Three World Heritage Sites – Lorsch Abbey, frontiers of the Roman Empire and Speyer Cathedral – and more than 200 castles, cathedrals and palaces dot the historic landscape, including world-famous sites such as Heidelberg Castle, Schwetzingen Castle and Hambach Castle.

There are three nature parks (the Palatinate Forest, Neckartal-Odenwald and the Bergstrasse-Odenwald geopark) within the region, as well as four wine-growing areas (Baden, Hessische Bergstrasse, Palatinate and Rhine-Hesse).

In terms of sports, the Rhine-Neckar region features professional teams like Adler Mannheim (ice hockey), Rhein-Neckar Löwen (handball), and SV Sandhausen and 1899 Hoffenheim (association football).
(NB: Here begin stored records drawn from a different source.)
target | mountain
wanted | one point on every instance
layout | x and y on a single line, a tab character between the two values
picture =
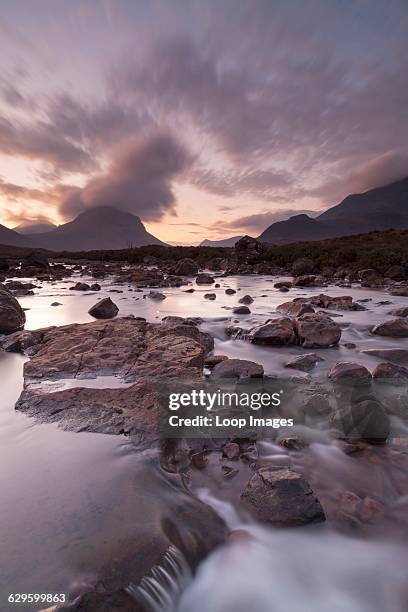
221	243
99	228
34	227
377	209
10	237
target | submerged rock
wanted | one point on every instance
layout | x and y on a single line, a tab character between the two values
282	497
104	309
12	317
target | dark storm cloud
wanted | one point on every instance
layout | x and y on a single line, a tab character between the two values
139	179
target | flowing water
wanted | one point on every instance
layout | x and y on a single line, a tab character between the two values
69	501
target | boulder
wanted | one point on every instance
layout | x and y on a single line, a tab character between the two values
12	317
370	278
395	328
241	310
294	309
281	497
317	330
186	267
237	368
205	279
275	332
104	309
305	363
349	371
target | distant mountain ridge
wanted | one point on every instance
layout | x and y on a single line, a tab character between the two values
377	209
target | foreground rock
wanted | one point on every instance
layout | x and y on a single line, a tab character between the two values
282	497
12	317
317	330
104	309
395	328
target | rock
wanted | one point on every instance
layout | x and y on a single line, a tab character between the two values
395	328
282	497
390	371
294	309
399	291
12	317
394	355
349	371
303	266
399	312
304	281
80	287
305	363
247	299
205	279
370	278
231	451
186	267
156	295
317	330
397	273
241	310
237	368
104	309
275	332
212	360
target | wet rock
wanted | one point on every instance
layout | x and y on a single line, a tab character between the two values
205	279
395	328
104	309
370	278
294	309
400	312
156	295
399	291
391	371
246	299
394	355
212	360
12	317
231	451
303	266
349	371
241	310
186	267
80	287
317	330
305	363
275	332
237	368
282	497
304	281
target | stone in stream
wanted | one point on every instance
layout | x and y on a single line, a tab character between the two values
317	330
395	328
12	317
246	299
241	310
275	332
104	309
237	368
305	363
281	497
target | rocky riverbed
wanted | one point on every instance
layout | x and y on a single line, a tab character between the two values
84	350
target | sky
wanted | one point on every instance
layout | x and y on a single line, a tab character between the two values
206	118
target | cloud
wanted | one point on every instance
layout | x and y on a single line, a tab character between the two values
138	180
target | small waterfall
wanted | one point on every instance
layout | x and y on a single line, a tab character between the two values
160	591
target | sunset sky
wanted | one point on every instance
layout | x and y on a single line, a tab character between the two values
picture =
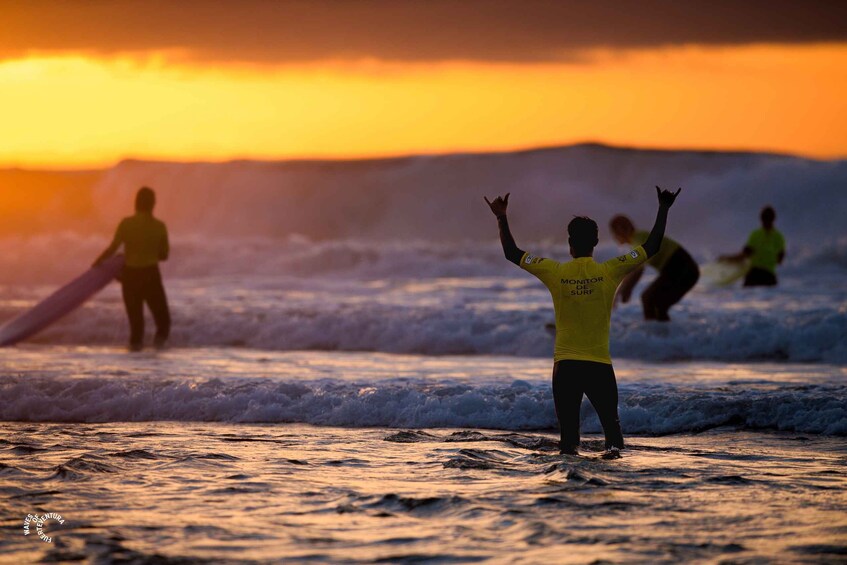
85	84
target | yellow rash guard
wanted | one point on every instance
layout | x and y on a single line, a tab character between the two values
666	249
583	291
145	240
766	246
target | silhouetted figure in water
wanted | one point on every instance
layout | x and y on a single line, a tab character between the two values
583	292
145	241
678	272
765	248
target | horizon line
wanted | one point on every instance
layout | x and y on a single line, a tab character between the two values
434	154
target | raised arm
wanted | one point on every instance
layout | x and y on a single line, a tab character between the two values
628	283
654	240
510	248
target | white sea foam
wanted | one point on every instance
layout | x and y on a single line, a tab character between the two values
520	405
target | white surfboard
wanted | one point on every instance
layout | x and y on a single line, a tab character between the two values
61	302
723	273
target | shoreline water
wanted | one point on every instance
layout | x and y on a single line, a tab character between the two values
190	492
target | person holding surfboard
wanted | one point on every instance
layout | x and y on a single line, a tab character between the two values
678	272
145	242
765	250
583	292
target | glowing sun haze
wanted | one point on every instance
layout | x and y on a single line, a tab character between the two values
86	84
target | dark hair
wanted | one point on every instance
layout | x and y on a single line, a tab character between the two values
145	199
768	215
583	235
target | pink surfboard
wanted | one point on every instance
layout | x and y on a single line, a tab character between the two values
63	301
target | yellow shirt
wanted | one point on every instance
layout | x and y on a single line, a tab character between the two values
583	291
766	246
145	240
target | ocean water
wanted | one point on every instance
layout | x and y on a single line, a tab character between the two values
356	374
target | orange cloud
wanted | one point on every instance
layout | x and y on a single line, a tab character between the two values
83	112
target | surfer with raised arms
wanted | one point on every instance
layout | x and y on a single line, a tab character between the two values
765	249
145	241
678	272
583	293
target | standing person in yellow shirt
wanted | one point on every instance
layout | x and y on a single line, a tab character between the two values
145	241
765	248
678	272
583	293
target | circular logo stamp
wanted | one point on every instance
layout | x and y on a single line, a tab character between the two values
38	522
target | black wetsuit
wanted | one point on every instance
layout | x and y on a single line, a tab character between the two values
759	277
144	285
572	379
677	277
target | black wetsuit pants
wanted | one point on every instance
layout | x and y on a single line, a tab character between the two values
678	276
572	379
144	285
759	277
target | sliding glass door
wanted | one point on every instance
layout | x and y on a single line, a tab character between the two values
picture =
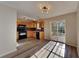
58	31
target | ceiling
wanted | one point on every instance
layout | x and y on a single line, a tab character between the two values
31	8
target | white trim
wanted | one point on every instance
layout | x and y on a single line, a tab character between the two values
7	52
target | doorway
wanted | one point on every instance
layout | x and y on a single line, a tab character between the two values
57	30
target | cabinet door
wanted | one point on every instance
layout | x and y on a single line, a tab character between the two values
42	35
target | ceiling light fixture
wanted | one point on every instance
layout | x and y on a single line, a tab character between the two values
45	8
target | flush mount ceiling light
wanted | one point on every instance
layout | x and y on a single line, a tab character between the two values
45	8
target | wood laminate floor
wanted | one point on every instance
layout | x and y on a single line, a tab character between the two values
29	48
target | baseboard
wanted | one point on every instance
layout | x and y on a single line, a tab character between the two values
7	53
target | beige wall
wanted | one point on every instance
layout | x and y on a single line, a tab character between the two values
8	18
78	29
70	20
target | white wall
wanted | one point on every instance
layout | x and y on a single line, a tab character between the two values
78	29
7	30
70	20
Notable venues include the Golf Club St. Leon-Rot and the Hockenheimring motorsport circuit. The region also has an Olympic training centre. With more than 2,700 sports associations, the region offers a broad range of non-professional sports activities.

The SAP Arena built in 2005 serves as the region's most important indoor event venue. The Rhein-Neckar-Arena opened in 2009 as the new home of 1899 Hoffenheim.